Wirtschaft und Gesellschaft sind dynamische Systeme, die sich immer wieder ändern und auf neue Rahmenbedingungen einstellen. Etwa die Digitalisierung oder die zunehmende Vernetzung aller Lebens- und Arbeitsbereiche. Hier müssen wir als Ausbildungsbetrieb danach fragen, was die Auszubildenden aus der Schule und ihren gesellschaftlichen Umfeldern mitbringen. Umgekehrt müssen wir den Auszubildenden und ihren Eltern sagen, warum bestimmte Berufswege in diesen transformativen Zeiten sinnvoll und richtig sind.
Wo sehen Sie dabei Ihre Rolle als Ausbildungsleiter?
Ein wesentlicher Teil meiner Aufgabe besteht darin, aufzuklären und zu vermitteln: zwischen den jungen Leuten, der Schule, den Elternhäusern, der IHK mit ihren Prüfungsanforderungen und uns als Ausbilder. Und zwischendurch muss man auch mal die „alten Hasen“ im Unternehmen daran erinnern, dass sie selbst auch einmal Auszubildende waren, die damals etwas lernen, aber auch selbst etwas bewegen und verändern wollten. Wie in allen Bereichen des Lebens kommt es darauf an, einander zuzuhören.
Welche Vorteile bringt das Konzept der Lehr- und Lernfabrik?
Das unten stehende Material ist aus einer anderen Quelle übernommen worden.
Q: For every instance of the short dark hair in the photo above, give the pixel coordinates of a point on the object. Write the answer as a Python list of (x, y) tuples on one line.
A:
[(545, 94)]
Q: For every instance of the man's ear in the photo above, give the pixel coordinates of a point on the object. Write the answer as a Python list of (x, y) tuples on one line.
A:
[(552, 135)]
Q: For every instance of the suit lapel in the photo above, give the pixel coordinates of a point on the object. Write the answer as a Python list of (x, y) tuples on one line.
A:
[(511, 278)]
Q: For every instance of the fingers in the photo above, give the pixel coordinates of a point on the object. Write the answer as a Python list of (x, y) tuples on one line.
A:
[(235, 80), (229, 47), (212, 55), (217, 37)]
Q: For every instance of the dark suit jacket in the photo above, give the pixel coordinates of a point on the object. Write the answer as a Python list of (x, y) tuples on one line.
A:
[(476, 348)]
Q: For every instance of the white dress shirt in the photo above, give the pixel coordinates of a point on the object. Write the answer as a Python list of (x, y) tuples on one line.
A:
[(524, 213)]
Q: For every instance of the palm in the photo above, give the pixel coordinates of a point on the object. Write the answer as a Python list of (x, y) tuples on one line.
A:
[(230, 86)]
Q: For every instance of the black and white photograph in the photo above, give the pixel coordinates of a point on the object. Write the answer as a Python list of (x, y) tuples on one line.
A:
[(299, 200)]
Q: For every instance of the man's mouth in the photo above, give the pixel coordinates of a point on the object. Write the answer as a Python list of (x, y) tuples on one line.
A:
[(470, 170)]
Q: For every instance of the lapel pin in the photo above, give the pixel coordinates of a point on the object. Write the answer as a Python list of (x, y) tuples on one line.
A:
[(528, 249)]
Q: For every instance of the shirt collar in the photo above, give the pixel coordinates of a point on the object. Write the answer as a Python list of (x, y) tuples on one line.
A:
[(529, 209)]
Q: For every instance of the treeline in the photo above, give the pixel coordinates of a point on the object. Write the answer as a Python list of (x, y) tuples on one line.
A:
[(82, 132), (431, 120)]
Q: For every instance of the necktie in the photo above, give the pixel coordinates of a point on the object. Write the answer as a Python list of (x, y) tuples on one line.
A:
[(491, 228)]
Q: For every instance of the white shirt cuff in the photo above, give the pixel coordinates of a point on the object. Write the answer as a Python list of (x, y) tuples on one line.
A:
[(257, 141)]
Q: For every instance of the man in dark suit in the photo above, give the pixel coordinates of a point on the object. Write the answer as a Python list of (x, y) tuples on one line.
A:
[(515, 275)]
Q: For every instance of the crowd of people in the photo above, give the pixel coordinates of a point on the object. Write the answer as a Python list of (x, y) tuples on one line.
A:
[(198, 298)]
Wir verbinden hier in der Ausbildung traditionelles Handwerk und Mechanik mit unterschiedlichsten Aspekten der Industrie 4.0. Das händische Feilen, Drehen und Bohren gehört genauso dazu wie digitalisierte Fertigungsverfahren, 3D-Druck, VR- und App-Einsatz sowie vernetzte Aktorik und Sensorik. Die Lehr- und Lernfabrik ist damit ein sehr gutes Instrument für eine moderne, zeitgemäße Ausbildung. So halten wir Schritt mit der Zukunft.
Und was ist mit Corona? Könnte man da nicht auch in der Ausbildung etwas langsamer treten?
Wann und wie die Wirtschaft aus der Krise herauskommt, lässt sich schwer vorhersagen. Wenn es aber heißt, in schlechten Zeiten für gute Zeiten zu investieren, ist eine gute Ausbildung sicherlich ein wichtiger Wegweiser in die Zukunft. In Corona-Zeiten haben wir uns auf die Hygiene- und Abstandsregeln eingestellt, bei der Qualität der Ausbildung aber bewusst keinerlei Abstriche gemacht.
Wohin steuert die Ausbildung bei HELLER?
„Beim Heller g‘lernt“ ist ein Markenzeichen, das weit über die Region hinausstrahlt und Potenzial ohne Ende hat. Und dass sich unsere Ausbildung mit dem ProfiTrainer um ein Hightech-Produkt dreht, in dem sich die ganze Qualität des Unternehmens widerspiegelt, ist ein Alleinstellungsmerkmal beim Suchen, Finden und Binden der fähigsten Köpfe für das Unternehmen.